GMO labeling would be outlawed by new bill in Congress

mikescottnz

State-led efforts to mandate GMO labels are blossoming like a field of organic tulips, but members of Congress are trying to mow them down with legislative herbicide.

Maine and Connecticut recently passed laws that will require foods containing GMO ingredients to be clearly marked as such — after enough other states follow suit. And lawmakers in other states are considering doing the same thing. The trend makes large food producers nervous — nervous enough to spend millions defeating ballot initiatives in California and Washington that also would have mandated such labels. They worry that the labels might scare people off, eating into companies’ sales and profits.

So a band of corporate-friendly members of Congress has come riding in to try to save the day for their donors. A bipartisan group led by Reps. Mike Pompeo (R-Kan.) and G.K. Butterfield (D-N.C.) has signed onto legislation introduced Wednesday that would run roughshod over states’ rules on GMO labels. Reuters reports:

The bill, dubbed the “Safe and Accurate Food Labeling Act,” was drafted by U.S. Rep. Mike Pompeo from Kansas, and is aimed at overriding bills in roughly two dozen states that would require foods made with genetically engineered crops to be labeled as such.

The bill specifically prohibits any mandatory labeling of foods developed using bioengineering.

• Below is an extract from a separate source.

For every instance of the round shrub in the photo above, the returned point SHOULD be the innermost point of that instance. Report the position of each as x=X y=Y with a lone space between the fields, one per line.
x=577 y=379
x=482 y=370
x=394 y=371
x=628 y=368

Large business groups cheered the legislation, which could receive its first hearings in the summer. “The GMO labeling ballot initiatives and legislative efforts that many state lawmakers and voters are facing are geared toward making people wrongly fear what they’re eating and feeding their children,” said the American Farm Bureau Federation’s president.

But groups that believe Americans have a right to know what they’re eating and which farming technologies they’re supporting are of course opposed, characterizing the bill as a desperate salvo by Big Food in the face of overwhelming support for GMO labels. The opponents have dubbed the bill the Deny Americans the Right to Know Act.

“If the DARK Act becomes law, a veil of secrecy will cloak ingredients, leaving consumers with no way to know what’s in their food,” said the Environmental Working Group’s Scott Faber. “Consumers in 64 countries, including Saudi Arabia and China, have the right to know if their food contains GMOs. Why shouldn’t Americans have the same right?”

Whatever you choose to call it, the bill is unlikely to have success beyond the GOP-controlled House.


Source
U.S. bill seeks to block mandatory GMO food labeling by states, Reuters
GMO labeling bill would trump states, Politico

John Upton is a science fan and green news boffin who tweets, posts articles to Facebook, and blogs about ecology. He welcomes reader questions, tips, and incoherent rants: johnupton@gmail.com.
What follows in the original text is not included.